O Papel Da Escola Na Formação Identitária Do Afro-descendente



1. Introdução –
A ninguém que se pergunte sobre o papel da escola deverá causar estranheza a resposta, própria ou de outrem, de que a escola tem por finalidade a formação integral da pessoa; ou, a formação toda de toda a pessoa, como costumam afirmar. Nesse conjunto, considera-se a formação para a vida social, a vida profissional, o respeito ao meio-ambiente, o aprimoramento de valores como a ética, a justiça, a tolerância e a solidariedade, a busca de formas de vida como a democracia...
Enfim, sobre a escola recai uma gama infindável de expectativas. Algumas, por certo, válidas; outras, superlativas. As expectativas variam em função de uma gama diversa de fatores, dentre os quais se podem destacar, sobretudo, a localização e a categoria administrativa à qual uma determinada escola está vinculada. A partir desses critérios, pensando-se em uma escola pública, localizada em um bairro periférico de uma cidade de porte razoável, não é surpresa que a escola seja concebida ou aceita como uma insituição que deva zelar pelo sustento dos estudantes – então, a escola deve ter cozinha e refeitório, ao menos deve servir refeições; a escola deve propiciar as condições adequadas de vestuário para os estudantes – então, deve oferecer uniforme; a escola deve aparelhar os alunos para o desempenho de suas atividades escolares – então, deve oferecer cadernos, lápis, além de livros e outros materiais didáticos...
As escolas privadas têm suas formas de suprir as demandas de seus estudantes – não raramente concebidos como “clientes” – desde que os mesmos tenham recursos para apropriarem-se do que é disponibilizado: a escola apresenta a lista de material escolar esperado, a relação de uniformes minimamente necessários, a escola firma convênios com cantinas, lanchonetes e demais fornecedores de lanches e/ou refeições, a escola firma convênios com seguradoras...
Tal aspecto merece uma atenção aprofundada, sem sombra de dúvidas. Não obstante, nem sempre se dá o devido destaque ao fato de que as pessoas, normalmente, passam uma parte significativa de suas vidas em uma escola, sobretudo na infância, adolescência e juventude. Atualmente, uma criança ingressa na escola, regularmente, aos seis anos. Se for em uma escola em tempo integral, permanecerá, até aos 17 anos, durante 12 anos, duzentos dias por ano, de quatro a oito horas por dia, dentro das paredes de um estabelecimento escolar. Pode ser um tempo de ventura, ou uma longa pena a ser cumprida – em regime semi-aberto.

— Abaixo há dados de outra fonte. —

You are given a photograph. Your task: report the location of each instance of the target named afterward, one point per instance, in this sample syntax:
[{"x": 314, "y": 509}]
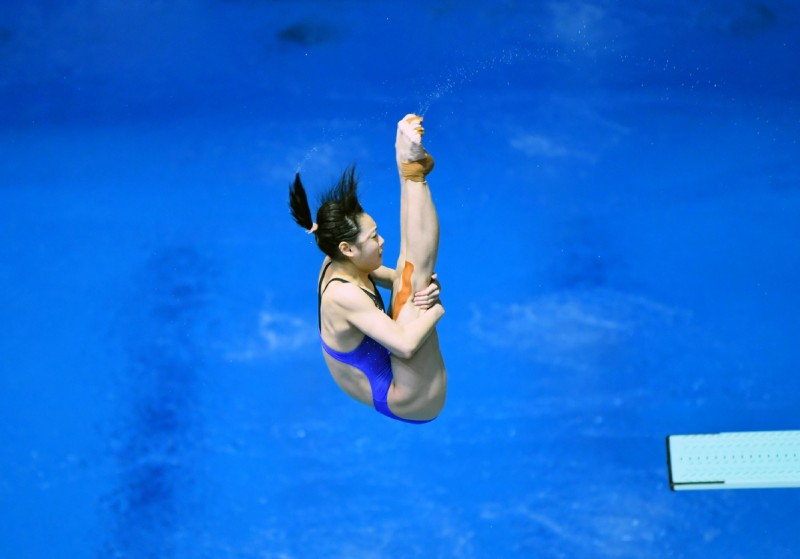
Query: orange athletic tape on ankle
[
  {"x": 416, "y": 170},
  {"x": 405, "y": 290}
]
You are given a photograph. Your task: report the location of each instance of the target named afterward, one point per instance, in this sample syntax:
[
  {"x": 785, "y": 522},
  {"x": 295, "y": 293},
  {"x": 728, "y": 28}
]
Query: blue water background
[{"x": 618, "y": 185}]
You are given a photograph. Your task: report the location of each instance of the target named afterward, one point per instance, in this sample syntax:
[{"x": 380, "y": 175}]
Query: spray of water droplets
[{"x": 462, "y": 75}]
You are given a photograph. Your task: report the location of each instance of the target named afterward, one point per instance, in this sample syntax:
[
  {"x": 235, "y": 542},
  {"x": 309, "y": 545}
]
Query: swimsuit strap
[{"x": 376, "y": 297}]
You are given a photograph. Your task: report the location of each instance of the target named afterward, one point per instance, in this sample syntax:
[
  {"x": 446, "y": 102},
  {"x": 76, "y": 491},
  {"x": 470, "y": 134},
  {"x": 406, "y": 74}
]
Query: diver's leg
[{"x": 419, "y": 224}]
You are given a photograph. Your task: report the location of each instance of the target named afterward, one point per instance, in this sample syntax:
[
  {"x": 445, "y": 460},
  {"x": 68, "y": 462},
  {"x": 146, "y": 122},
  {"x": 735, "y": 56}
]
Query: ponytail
[
  {"x": 298, "y": 202},
  {"x": 337, "y": 216}
]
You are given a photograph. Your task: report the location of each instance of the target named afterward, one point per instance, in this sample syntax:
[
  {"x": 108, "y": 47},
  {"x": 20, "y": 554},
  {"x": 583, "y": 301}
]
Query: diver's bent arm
[
  {"x": 383, "y": 276},
  {"x": 403, "y": 340}
]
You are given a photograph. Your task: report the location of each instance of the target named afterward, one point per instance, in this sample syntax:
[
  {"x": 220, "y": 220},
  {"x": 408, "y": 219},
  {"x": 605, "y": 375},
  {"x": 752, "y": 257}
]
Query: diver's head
[{"x": 342, "y": 230}]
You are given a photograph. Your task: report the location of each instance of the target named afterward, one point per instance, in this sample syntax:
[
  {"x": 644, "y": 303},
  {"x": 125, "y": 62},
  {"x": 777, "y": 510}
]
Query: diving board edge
[{"x": 743, "y": 460}]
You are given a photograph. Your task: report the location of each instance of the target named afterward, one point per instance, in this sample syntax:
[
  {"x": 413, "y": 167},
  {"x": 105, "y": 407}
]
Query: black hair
[{"x": 336, "y": 216}]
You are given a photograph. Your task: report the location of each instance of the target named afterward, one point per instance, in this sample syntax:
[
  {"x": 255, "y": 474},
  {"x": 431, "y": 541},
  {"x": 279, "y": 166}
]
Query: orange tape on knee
[{"x": 405, "y": 290}]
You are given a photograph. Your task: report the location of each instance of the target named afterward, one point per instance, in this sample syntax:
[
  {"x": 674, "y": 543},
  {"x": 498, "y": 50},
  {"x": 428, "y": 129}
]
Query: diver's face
[{"x": 369, "y": 245}]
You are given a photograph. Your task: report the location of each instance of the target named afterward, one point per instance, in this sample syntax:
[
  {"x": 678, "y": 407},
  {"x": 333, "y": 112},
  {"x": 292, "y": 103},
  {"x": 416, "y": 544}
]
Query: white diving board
[{"x": 747, "y": 460}]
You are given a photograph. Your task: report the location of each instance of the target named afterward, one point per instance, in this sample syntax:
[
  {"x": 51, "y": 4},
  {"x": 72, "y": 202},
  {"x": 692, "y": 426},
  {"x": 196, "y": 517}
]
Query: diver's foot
[
  {"x": 408, "y": 143},
  {"x": 413, "y": 162}
]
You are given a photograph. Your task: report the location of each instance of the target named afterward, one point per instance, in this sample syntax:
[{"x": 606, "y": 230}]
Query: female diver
[{"x": 391, "y": 363}]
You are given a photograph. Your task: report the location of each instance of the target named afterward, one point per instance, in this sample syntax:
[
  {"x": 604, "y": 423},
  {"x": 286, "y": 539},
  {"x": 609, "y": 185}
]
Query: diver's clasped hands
[{"x": 429, "y": 296}]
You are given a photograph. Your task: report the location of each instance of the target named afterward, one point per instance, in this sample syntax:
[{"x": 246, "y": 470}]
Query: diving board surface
[{"x": 755, "y": 459}]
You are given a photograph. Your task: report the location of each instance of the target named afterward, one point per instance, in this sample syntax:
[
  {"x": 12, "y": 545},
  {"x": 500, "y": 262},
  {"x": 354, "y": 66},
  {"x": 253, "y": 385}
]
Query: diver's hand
[{"x": 429, "y": 296}]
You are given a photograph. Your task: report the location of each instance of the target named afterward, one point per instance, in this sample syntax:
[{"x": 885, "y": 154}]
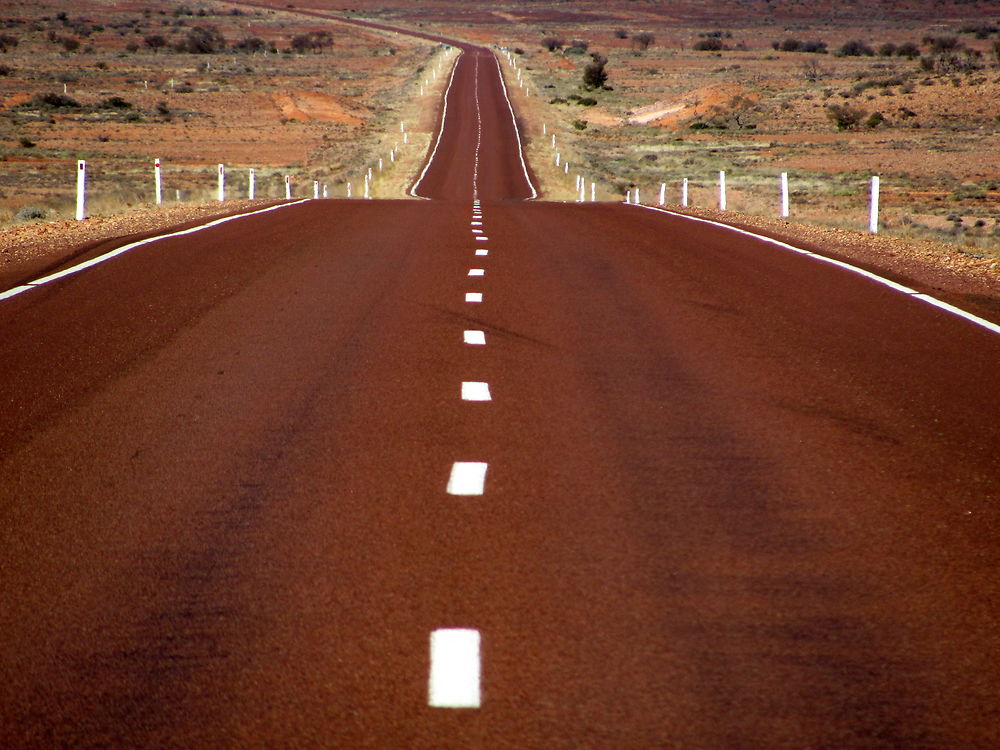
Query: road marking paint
[
  {"x": 475, "y": 391},
  {"x": 467, "y": 478},
  {"x": 517, "y": 131},
  {"x": 912, "y": 293},
  {"x": 444, "y": 115},
  {"x": 125, "y": 248},
  {"x": 456, "y": 668}
]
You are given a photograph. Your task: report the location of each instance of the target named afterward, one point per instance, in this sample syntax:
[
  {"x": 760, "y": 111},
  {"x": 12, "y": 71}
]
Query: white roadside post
[
  {"x": 784, "y": 195},
  {"x": 873, "y": 212},
  {"x": 81, "y": 190},
  {"x": 157, "y": 182}
]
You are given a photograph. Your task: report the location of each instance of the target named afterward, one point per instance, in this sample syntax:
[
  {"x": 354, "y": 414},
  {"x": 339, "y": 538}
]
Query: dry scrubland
[
  {"x": 929, "y": 124},
  {"x": 197, "y": 84}
]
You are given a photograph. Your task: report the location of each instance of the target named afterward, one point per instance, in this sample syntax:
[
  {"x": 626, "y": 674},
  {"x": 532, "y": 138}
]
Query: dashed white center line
[
  {"x": 467, "y": 478},
  {"x": 475, "y": 391},
  {"x": 456, "y": 667}
]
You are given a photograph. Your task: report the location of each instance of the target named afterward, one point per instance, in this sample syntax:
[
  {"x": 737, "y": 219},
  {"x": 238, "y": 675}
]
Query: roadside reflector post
[
  {"x": 81, "y": 190},
  {"x": 784, "y": 195},
  {"x": 873, "y": 212},
  {"x": 157, "y": 182}
]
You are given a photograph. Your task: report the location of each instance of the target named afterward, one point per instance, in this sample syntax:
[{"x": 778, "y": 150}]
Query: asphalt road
[{"x": 722, "y": 495}]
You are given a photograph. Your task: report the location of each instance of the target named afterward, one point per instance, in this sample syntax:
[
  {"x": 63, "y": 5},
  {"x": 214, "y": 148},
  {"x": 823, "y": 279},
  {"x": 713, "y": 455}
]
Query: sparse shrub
[
  {"x": 854, "y": 48},
  {"x": 155, "y": 42},
  {"x": 594, "y": 75},
  {"x": 54, "y": 101},
  {"x": 643, "y": 40},
  {"x": 843, "y": 116},
  {"x": 874, "y": 120},
  {"x": 713, "y": 44},
  {"x": 30, "y": 213}
]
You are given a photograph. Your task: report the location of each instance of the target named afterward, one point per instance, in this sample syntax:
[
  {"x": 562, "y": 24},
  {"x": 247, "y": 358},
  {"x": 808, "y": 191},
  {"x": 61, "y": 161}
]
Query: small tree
[
  {"x": 594, "y": 75},
  {"x": 643, "y": 40},
  {"x": 155, "y": 42},
  {"x": 844, "y": 117}
]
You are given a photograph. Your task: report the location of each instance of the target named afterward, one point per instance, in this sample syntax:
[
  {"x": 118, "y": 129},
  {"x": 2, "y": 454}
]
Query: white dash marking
[
  {"x": 455, "y": 669},
  {"x": 467, "y": 478},
  {"x": 474, "y": 391}
]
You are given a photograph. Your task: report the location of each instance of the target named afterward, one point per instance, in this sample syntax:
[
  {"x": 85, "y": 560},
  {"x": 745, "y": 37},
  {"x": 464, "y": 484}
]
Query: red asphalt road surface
[{"x": 735, "y": 497}]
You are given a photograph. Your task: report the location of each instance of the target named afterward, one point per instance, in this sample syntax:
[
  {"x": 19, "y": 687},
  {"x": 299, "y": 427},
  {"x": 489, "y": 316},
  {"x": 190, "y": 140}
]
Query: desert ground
[{"x": 908, "y": 91}]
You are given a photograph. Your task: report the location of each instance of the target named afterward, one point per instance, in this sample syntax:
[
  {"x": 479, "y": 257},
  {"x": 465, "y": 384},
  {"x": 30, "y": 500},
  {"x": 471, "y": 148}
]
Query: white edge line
[
  {"x": 444, "y": 116},
  {"x": 131, "y": 246},
  {"x": 513, "y": 119},
  {"x": 988, "y": 325}
]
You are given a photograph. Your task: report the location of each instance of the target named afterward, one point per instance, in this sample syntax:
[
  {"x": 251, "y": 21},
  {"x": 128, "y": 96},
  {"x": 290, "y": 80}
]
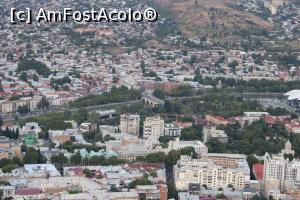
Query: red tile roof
[{"x": 28, "y": 191}]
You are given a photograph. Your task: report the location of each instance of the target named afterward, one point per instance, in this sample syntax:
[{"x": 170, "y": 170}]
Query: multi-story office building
[
  {"x": 172, "y": 130},
  {"x": 153, "y": 127},
  {"x": 206, "y": 172},
  {"x": 9, "y": 107},
  {"x": 130, "y": 124}
]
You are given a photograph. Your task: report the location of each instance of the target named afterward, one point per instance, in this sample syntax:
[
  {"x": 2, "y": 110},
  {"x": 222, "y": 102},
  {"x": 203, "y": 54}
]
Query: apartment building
[
  {"x": 211, "y": 132},
  {"x": 9, "y": 107},
  {"x": 280, "y": 173},
  {"x": 153, "y": 127},
  {"x": 172, "y": 130},
  {"x": 206, "y": 172},
  {"x": 199, "y": 147},
  {"x": 130, "y": 124}
]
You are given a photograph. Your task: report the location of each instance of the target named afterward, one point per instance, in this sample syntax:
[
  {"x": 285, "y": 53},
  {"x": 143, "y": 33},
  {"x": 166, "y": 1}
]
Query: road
[{"x": 97, "y": 107}]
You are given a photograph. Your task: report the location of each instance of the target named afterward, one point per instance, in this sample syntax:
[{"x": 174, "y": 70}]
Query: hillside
[{"x": 213, "y": 18}]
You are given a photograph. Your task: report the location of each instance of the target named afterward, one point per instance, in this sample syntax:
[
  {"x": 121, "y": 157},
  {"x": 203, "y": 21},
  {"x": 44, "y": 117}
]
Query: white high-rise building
[
  {"x": 280, "y": 173},
  {"x": 153, "y": 127},
  {"x": 130, "y": 124},
  {"x": 206, "y": 172}
]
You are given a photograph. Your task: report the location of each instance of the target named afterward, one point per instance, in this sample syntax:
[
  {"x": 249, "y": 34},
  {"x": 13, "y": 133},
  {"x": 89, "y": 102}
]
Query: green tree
[
  {"x": 43, "y": 104},
  {"x": 159, "y": 93},
  {"x": 33, "y": 156}
]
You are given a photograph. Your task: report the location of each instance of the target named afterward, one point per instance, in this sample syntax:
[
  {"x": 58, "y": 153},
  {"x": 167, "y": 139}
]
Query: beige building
[
  {"x": 199, "y": 147},
  {"x": 9, "y": 107},
  {"x": 153, "y": 127},
  {"x": 206, "y": 172},
  {"x": 211, "y": 132},
  {"x": 130, "y": 124}
]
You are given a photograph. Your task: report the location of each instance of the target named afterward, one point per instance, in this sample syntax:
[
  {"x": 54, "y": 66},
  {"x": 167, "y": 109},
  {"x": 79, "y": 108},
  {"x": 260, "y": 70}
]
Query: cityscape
[{"x": 202, "y": 103}]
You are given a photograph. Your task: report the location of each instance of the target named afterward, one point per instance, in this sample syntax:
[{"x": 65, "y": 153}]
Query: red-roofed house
[{"x": 29, "y": 193}]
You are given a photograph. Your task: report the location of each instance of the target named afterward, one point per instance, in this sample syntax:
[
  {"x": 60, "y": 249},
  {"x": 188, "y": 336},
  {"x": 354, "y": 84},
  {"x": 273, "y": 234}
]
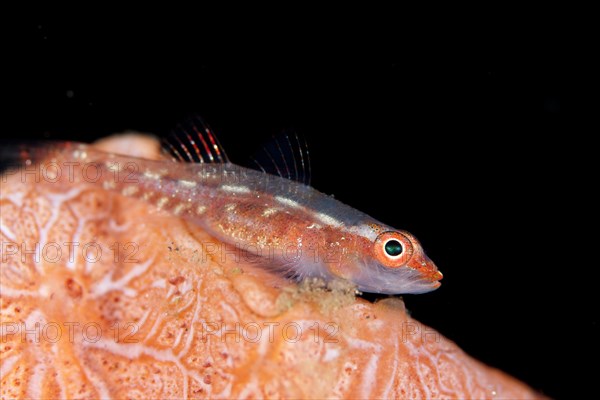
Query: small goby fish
[{"x": 289, "y": 226}]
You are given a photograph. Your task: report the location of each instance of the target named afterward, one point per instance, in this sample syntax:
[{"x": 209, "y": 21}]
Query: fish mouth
[{"x": 403, "y": 280}]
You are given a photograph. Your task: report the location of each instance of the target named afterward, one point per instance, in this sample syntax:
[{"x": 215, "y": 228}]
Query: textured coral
[{"x": 104, "y": 296}]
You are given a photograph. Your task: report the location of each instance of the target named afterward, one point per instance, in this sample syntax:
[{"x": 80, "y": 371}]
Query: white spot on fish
[
  {"x": 152, "y": 175},
  {"x": 364, "y": 230},
  {"x": 147, "y": 196},
  {"x": 328, "y": 219},
  {"x": 107, "y": 185},
  {"x": 189, "y": 184},
  {"x": 80, "y": 154},
  {"x": 287, "y": 202},
  {"x": 200, "y": 209},
  {"x": 179, "y": 208},
  {"x": 235, "y": 189},
  {"x": 161, "y": 203},
  {"x": 269, "y": 211},
  {"x": 130, "y": 190}
]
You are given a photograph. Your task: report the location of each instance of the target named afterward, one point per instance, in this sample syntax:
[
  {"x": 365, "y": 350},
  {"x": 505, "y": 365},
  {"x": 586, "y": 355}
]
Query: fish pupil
[{"x": 393, "y": 248}]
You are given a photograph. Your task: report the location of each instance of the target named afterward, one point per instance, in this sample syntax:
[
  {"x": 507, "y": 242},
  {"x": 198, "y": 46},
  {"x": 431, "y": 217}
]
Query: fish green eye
[{"x": 393, "y": 248}]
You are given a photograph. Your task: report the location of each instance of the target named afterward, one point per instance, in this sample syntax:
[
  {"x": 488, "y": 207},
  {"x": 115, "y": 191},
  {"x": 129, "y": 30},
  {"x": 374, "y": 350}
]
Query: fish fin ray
[
  {"x": 194, "y": 142},
  {"x": 285, "y": 155}
]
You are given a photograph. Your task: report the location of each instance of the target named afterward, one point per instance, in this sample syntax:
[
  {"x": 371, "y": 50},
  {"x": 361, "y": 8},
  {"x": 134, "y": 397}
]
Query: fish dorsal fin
[
  {"x": 285, "y": 155},
  {"x": 194, "y": 142}
]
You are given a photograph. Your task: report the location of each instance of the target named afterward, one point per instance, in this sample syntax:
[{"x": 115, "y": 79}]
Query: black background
[{"x": 470, "y": 138}]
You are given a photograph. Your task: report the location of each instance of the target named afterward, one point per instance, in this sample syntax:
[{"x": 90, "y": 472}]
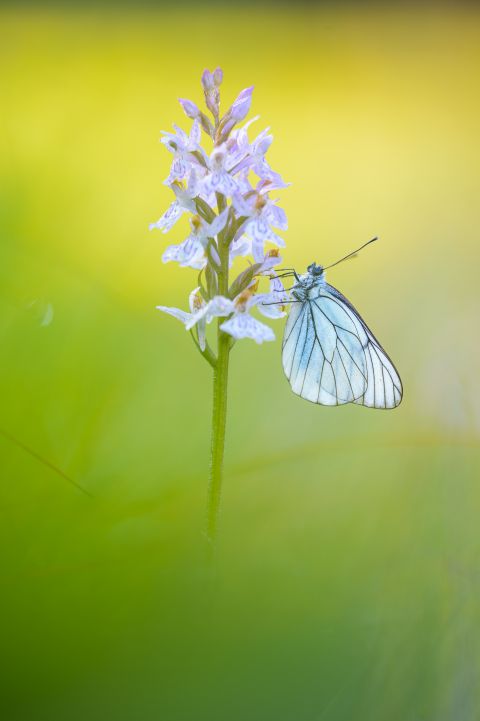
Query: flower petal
[
  {"x": 181, "y": 315},
  {"x": 169, "y": 218},
  {"x": 189, "y": 253},
  {"x": 218, "y": 224},
  {"x": 243, "y": 325}
]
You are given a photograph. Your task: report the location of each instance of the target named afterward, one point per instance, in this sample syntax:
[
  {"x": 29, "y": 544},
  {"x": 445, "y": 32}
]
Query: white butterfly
[{"x": 329, "y": 354}]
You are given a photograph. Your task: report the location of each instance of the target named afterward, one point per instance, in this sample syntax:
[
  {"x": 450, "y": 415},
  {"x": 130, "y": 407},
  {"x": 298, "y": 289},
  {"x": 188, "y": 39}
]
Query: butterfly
[{"x": 329, "y": 354}]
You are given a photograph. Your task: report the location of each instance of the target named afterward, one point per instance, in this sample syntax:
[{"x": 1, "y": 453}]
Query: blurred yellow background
[{"x": 347, "y": 580}]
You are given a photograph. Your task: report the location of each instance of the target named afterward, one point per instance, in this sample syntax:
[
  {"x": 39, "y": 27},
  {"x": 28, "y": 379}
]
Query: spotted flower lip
[
  {"x": 192, "y": 251},
  {"x": 196, "y": 302},
  {"x": 226, "y": 190}
]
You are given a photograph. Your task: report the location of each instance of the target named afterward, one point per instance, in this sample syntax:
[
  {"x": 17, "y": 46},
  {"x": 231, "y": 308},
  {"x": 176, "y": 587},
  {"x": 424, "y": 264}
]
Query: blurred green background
[{"x": 347, "y": 584}]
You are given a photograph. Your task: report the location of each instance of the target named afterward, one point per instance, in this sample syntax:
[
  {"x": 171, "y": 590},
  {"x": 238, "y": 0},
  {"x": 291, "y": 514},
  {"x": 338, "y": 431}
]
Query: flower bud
[
  {"x": 189, "y": 108},
  {"x": 241, "y": 106},
  {"x": 207, "y": 80}
]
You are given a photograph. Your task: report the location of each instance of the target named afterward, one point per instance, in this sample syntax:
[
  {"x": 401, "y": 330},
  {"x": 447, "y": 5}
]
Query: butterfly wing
[
  {"x": 331, "y": 357},
  {"x": 384, "y": 387}
]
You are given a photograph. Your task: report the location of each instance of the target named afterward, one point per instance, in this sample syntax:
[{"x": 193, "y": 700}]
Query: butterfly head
[{"x": 314, "y": 270}]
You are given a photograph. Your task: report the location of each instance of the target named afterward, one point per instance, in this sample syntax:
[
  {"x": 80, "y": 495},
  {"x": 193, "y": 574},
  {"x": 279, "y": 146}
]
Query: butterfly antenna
[{"x": 353, "y": 253}]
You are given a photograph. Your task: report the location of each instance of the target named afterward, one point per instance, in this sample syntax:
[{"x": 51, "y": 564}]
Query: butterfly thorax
[{"x": 309, "y": 284}]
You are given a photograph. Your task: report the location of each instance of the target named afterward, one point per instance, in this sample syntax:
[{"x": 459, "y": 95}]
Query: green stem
[
  {"x": 220, "y": 384},
  {"x": 219, "y": 419}
]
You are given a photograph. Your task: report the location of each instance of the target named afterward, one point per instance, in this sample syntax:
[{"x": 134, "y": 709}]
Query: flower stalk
[{"x": 231, "y": 217}]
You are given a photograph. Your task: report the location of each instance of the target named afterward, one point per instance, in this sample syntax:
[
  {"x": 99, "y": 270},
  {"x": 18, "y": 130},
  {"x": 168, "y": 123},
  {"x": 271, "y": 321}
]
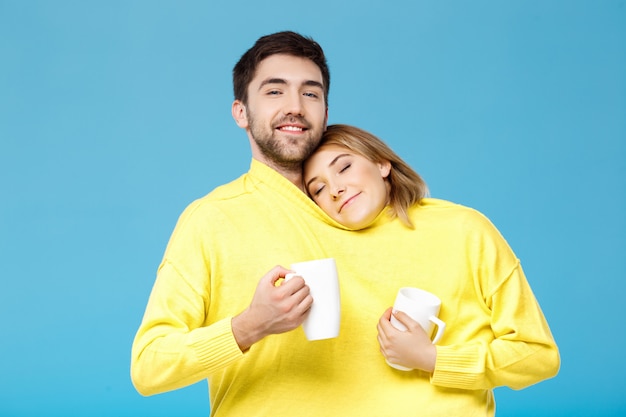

Fator sumamente importante: é nesse período, indiscutivelmente, que se forma o núcleo identitário. E é aí que vêm os questionamentos relecionados à escola e aos impactos que a mesma ocasiona sobre as pessoas – indivíduo e grupos.

2. A escola e os afro-descendentes –
Será que a escola, enquanto instituição pensada para a formação democrática, universalista, de todos, consegue, de fato – na prática – atuar de maneira democrática, para além de uma visão restrita e restritiva, reducionista? A aproximação da escola como uma instituição igualitária pode não corresponder à verdade.
Pesquisas – e a própria experiência – indicam que a escola assume um padrão que, infelizmente, relega segmentos da população a planos inferiores, discriminando-os, de fato. Os exemplos são vários: a linguagem formal ocupa o centro, calando as vozes não adestradas em regras gramaticais e na prática da leitura; os problemas teóricos são bastante desvinculados da prática do dia-a-dia de muitos; os padrões familiares e de relacionamento; os valores éticos e morais...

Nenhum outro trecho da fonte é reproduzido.